Pages

Monday, August 07, 2023

A World Without Money

 “Changing the world, one Bitcoin at a time” is a mantra that fits into the picture of socialism, the greatest social experiment of the 20th century. But the question is, would Karl Marx, the father of socialism, embrace Bitcoin if he were to be alive today?

Marx held as early as 1843 that mankind could only be emancipated through the abolition of money and the State.

'Money, then, appears as this overturning power both against the individual and against the bonds of society, etc.,which claim to be essences in themselves. It transforms fidelity into infidelity, love into hate, hate into love, virtue into vice, vice into virtue, servant into master, master into servant, idiocy into intelligence and intelligence into idiocy'

The related essay below is one of 38 just posted on the Socialist Standard Past & Present blog.   They first appeared in  the special 300th issue of the World Socialist Party of the United States old journal, The Western Socialist, in 1974.

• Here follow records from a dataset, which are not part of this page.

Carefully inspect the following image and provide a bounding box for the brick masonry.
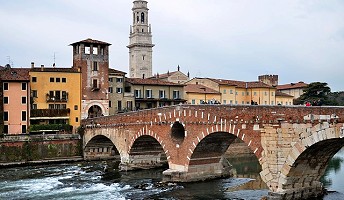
[83,105,344,199]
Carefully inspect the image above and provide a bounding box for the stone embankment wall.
[0,134,82,166]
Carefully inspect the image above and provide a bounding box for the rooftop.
[184,84,221,94]
[70,38,111,46]
[126,78,184,87]
[277,81,308,90]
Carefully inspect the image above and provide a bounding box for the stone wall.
[0,135,82,164]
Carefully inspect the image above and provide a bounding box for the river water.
[0,149,344,200]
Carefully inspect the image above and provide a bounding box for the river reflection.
[0,146,344,200]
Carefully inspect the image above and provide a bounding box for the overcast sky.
[0,0,344,91]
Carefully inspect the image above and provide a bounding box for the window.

Time was, when the idea of a social system operating without a medium of exchange was held only by a relative handful of scientific socialists Today, one hears the concept kicked around a bit more on talk shows and by people who do not necessarily consider themselves revolutionary in the sense of the World Socialist concept of revolution. But one gets the impression that there is not too much understanding of the economics of the question even among many of those who favor a moneyless society. They do openly disagree with the popular notion that no social order could operate without money of some sort but they seem to believe that it is going to be a case of a government of one sort or another proclaiming the abolition of money.

In order to understand why such an act will be not only unnecessary, but impossible, it is all important to comprehend why a medium of exchange, money, is necessary within the present system. Production, under capitalism, is carried on primarily for the purpose of sale on a market with view to profit and, as a result, we have an exchange or a circulation of commodities. Now it stands to reason that if eggs, shoes, whisky, houses, automobiles and all the other commodities exchange on a market in certain proportions there has to be a medium for effecting the circulation. This medium must be, itself, a commodity and one that is universally acceptable as an equivalent of the values of all commodities. So we have the commodity gold acting as the universal equivalent behind the various nominal monies of the world. And unless some other commodity with the necessary properties and the universal acceptance of gold comes along, gold will continue to act as real money.

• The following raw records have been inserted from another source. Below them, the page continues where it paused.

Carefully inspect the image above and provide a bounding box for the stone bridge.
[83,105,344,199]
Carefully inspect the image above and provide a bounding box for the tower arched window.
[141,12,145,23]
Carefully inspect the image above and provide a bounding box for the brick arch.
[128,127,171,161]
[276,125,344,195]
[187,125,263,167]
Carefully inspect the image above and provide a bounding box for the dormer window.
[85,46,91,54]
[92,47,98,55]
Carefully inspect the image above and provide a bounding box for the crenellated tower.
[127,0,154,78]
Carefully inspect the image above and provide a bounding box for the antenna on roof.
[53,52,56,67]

Besides acting as a medium of circulation, money must exist, then, as a means of payment and as a measure of the values of commodities. Much of this may even be learned in a college economics course.

But the system, today, in the whole world is one of production for sale on a market with view to profit whereas the system advocated by socialists is something quite different. In a socialist world there will be no production of commodities. Goods and services will be produced only for the purpose of satisfying the needs and wants of the population. Eggs, shoes, whiskey, houses, automobiles and whatever else is wanted by society will be produced only because these things are wanted and not to sell. There will be no buying and selling at all and in such a situation there could be no need for anything to act as money.

Two questions might immediately leap to mind. First: do socialists advocate a return to simple barter? and Secondly: when has a moneyless system ever existed, at least in recorded history. The answer to the first question is “No” and to the second. “Never!” But with a but.

Obviously, barter could not exist under socialism any more than could money exist. There is just no need to exchange goods. We produce and we consume and the only difference that would be really noticeable from what takes place today would be the absence of cash registers and private or state ownership of the means of production. Should production of a particular item be inadequate to satiety the needs of the population, production of the item would be increased. If more than enough, it would be decreased.

As for the point that money always existed throughout recorded history: Yes, but not for most of the population. In previous social systems most people never had occasion to require money. Production was mainly geared to the needs of a slave or serf population and their masters. Money appeared only among a minority of the population, in trade.

And NO! We do not advocate a return to slavery or serfdom. We urge the abolition of all slavery, the end of wage slavery, the establishment of world socialism — a system in which the need for money will vanish.